I keep ten storage spaces. Three are full of clothes and furniture. Another three hold items picked up at local swaps. Two contain nothing but animatronic Santa’s. The smallest one is reserved for Styrofoam cups I’ve enjoyed. I figured, if they won’t disintegrate, I might as well store them. The last locker contains a fridge that I forgot to empty before storing it. I consider that locker a loss.

Beyond their functionality, storage facilities are easy on the eyes. I’ve driven by miles and miles of corn husks in Iowa and strawberry fields in California. Honestly, every single one of those fields would look better if you dropped a couple dozen five-story self-storage facilities on top of them. In my America, fields are just spaces that don’t have storage lockers yet.

I consider myself a Big S conServative. That S stands for Storage. I hesitate to encourage a practice like eminent domain, but the Government has two jobs — protect the boarders and storage — and they’ve already dropped the ball on one of them. If a house sits on a plot of land that could be better used as a site for one-hundred storage lockers, that family needs to relocate. Perhaps they could be given a discount on the storage locker where their bedroom used to be.

There are people who will say the answer is not more storage but less consumption. Those are the same nuts that say to me, “Why do you go to the local swap with four items and return with ten?” As I said last time, “This keyboard might work! And if it doesn’t, I can use it as replacement parts for my other broken swap keyboards!” You never know when you’re going to need another extension cord or six more hockey helmets.

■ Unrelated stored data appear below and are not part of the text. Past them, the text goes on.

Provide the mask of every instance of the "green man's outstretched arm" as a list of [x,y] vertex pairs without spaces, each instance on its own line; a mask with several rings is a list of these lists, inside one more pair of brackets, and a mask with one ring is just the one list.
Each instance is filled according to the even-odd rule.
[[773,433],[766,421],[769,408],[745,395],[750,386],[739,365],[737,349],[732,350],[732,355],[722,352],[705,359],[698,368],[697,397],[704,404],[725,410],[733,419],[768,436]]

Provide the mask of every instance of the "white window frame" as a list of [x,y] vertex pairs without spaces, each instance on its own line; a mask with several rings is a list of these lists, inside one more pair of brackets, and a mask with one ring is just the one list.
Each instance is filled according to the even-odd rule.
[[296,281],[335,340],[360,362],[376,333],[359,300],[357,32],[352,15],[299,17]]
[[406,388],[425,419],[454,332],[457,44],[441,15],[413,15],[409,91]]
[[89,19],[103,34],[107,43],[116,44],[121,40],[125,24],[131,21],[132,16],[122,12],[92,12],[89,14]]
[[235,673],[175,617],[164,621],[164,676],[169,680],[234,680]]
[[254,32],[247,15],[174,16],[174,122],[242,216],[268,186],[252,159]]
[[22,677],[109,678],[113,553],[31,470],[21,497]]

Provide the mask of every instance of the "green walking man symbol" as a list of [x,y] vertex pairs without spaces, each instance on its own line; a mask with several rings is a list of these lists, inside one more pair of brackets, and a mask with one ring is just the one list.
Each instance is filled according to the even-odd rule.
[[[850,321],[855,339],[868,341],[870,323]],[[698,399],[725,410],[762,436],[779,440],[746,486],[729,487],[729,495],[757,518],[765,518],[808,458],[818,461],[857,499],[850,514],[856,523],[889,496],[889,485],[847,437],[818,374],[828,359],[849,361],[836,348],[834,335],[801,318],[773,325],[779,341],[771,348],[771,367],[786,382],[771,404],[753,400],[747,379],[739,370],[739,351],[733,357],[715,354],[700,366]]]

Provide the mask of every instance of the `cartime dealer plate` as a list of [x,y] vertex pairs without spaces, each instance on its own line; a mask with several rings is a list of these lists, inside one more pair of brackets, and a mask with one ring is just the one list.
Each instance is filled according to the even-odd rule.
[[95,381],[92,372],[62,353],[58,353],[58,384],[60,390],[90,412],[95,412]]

One day the children people did have will be old enough and wise enough to ask the inevitable question, “Why didn’t you create more storage lockers before it was too late?” And what will we say? “Sorry, but we kept our land covered with crops.” How pathetic.

If you want to have a baby, that’s your business. Just know that we only have so many storage lockers. And one of them has a fridge full of old haddock.